Bayou Choctaw Strategic Petroleum Reserve

The Bayou Choctaw Strategic Petroleum Reserve is a crude oil storage site in Iberville Parish and has capacity to store 76 million barrels of oil. 

This week, a Curious Louisiana reader's attention has turned subterranean.

"Are oil reserves really stored in south Louisiana salt domes?" they ask.

Are they ever.

Since October 1977, emergency crude oil has been stored at the Strategic Petroleum Reserve in four sites along the Gulf Coast. Known as the world's largest supply of emergency crude oil, the reserves were created in the wake of the 1973 oil crisis with the overall aim of helping in the event of future oil supply disruptions. 

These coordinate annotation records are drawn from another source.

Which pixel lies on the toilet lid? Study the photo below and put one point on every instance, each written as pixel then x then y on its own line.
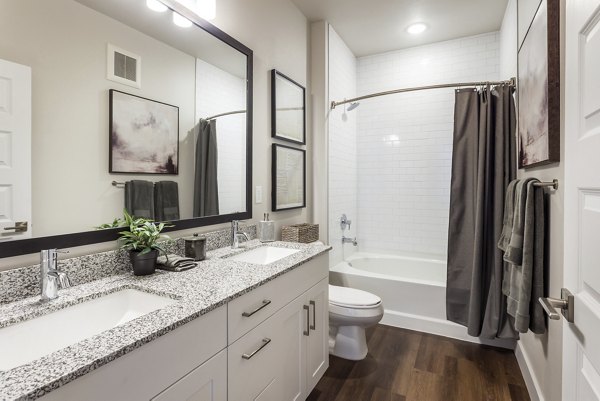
pixel 351 297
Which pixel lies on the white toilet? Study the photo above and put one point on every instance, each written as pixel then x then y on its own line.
pixel 351 311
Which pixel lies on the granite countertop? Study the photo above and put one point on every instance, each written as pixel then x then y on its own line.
pixel 213 283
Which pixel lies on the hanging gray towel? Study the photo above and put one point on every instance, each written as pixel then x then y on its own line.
pixel 166 201
pixel 524 283
pixel 139 198
pixel 206 188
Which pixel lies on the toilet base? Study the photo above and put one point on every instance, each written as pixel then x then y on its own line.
pixel 348 342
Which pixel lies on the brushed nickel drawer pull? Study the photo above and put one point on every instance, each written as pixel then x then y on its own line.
pixel 314 325
pixel 307 309
pixel 265 303
pixel 264 344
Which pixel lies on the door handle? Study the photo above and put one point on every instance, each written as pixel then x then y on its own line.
pixel 566 305
pixel 307 309
pixel 314 325
pixel 20 227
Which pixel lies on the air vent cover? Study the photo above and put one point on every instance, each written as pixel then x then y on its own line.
pixel 123 66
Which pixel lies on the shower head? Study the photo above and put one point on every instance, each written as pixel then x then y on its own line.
pixel 353 106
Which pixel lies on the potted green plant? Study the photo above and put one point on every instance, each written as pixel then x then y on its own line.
pixel 142 240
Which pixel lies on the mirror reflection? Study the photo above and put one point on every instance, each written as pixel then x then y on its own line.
pixel 130 107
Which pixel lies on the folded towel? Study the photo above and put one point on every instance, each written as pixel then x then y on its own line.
pixel 175 263
pixel 514 250
pixel 139 198
pixel 509 214
pixel 166 201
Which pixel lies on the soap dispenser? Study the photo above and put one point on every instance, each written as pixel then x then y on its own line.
pixel 266 229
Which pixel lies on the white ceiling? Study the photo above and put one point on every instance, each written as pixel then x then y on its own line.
pixel 377 26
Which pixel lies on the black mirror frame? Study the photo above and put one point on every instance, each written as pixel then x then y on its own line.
pixel 33 245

Two of the sites, Bryan Mound and Big Hill, are in Texas. Another two, West Hackberry and Bayou Choctaw, are in Louisiana.

Both Louisiana sites were acquired in April 1977. Bayou Choctaw is in Iberville Parish, approximately 12 miles southwest of Baton Rouge, and it became operational in 1987. It has six storage caverns with an authorized storage capacity of 76 million barrels of oil.

West Hackberry Strategic Petroleum Reserve

The West Hackberry Strategic Petroleum Reserve is a crude oil storage site in Cameron Parish. It has 21 different storage caverns with total capacity of 220.4 million barrels. 

West Hackberry is located in Cameron Parish, approximately 25 miles southwest of Lake Charles. It became operational slightly later, in 1988, and has 21 storage caverns with an authorized storage capacity of 220.4 million barrels of oil.

Up until 1994, there was a third site in Louisiana. The Weeks Island site was a former Morton Salt mine over half a mile wide and around 700 feet below sea level. Though it could hold more than 72 million barrels of oil, subsidence issues plagued it throughout its existence and a sinkhole in 1993 led to the site being decommissioned. 

According to the Office of Cybersecurity, Energy Security and Emergency Response, the caverns were picked for their location, security and affordability. They cost, in the website's words, "up to 10 times less than above ground tanks and 20 times less than hard rock mines."

"Besides being the lowest-cost way to store oil for long periods of time, the use of deep salt caverns is also one of the most environmentally secure," the CESER's website reads. 

"Rock salt exhibits extremely low porosity and permeability, plastic deformation characteristics, and self-healing characteristics, at the subsurface depths that the caverns are located. It is these self-healing characteristics which will almost instantly close any microcracks, should they develop in the walls of the salt caverns."

Gary Kinsland, a professor emeritus at the University of Louisiana at Lafayette's School of Geosciences, said salt domes had been used internationally for a very long time. Salt's sealing properties mean underground domes don't need to be lined with other materials to prevent seepage.

"If you think about glaciers, and the way they slowly flow, salt does the same thing," he said. "That ability to flow allows it to be really good at sealing. You're not going to get a flow through it, even if you're dealing with something like natural gas."

That's not to say they're bulletproof. Kinsland points to Weeks Island's failings, and the collapsed salt dome that led to the Bayou Corne disaster, as examples of what can happen. However, accidents are uncommon, with salt's natural sealing properties preventing environmental catastrophe. 

"In Europe, natural gas is commonly stored in salt domes. It's pumped in under pressure during summer and let out during winter, and they have a very long history of doing that safely. (Having an accident) is a rare kind of thing."

Kinsland said it was "hard to imagine" just how big the underground domes are. To get a bit of perspective, one collapse sucked down an entire drilling rig and nine or 10 barges (all but one of which later popped back up).

The SPR sites have a combined capacity of around 714 million barrels, though the actual amount in them has waxed and waned over the years. The highest inventory was 726.6 million barrels, reached in December 2009; the most recent figures, from October last year, show the sites to contain 351.2 million barrels.  

The reasons for the fluctuations include natural events — especially hurricanes — and political decisions. The Biden administration controversially sold more than 40% of the reserve in 2022 to help stall rising fuel prices; plans to replenish the stocks have so far been delayed by continued high prices. The reserves are currently near their lowest level in 40 years.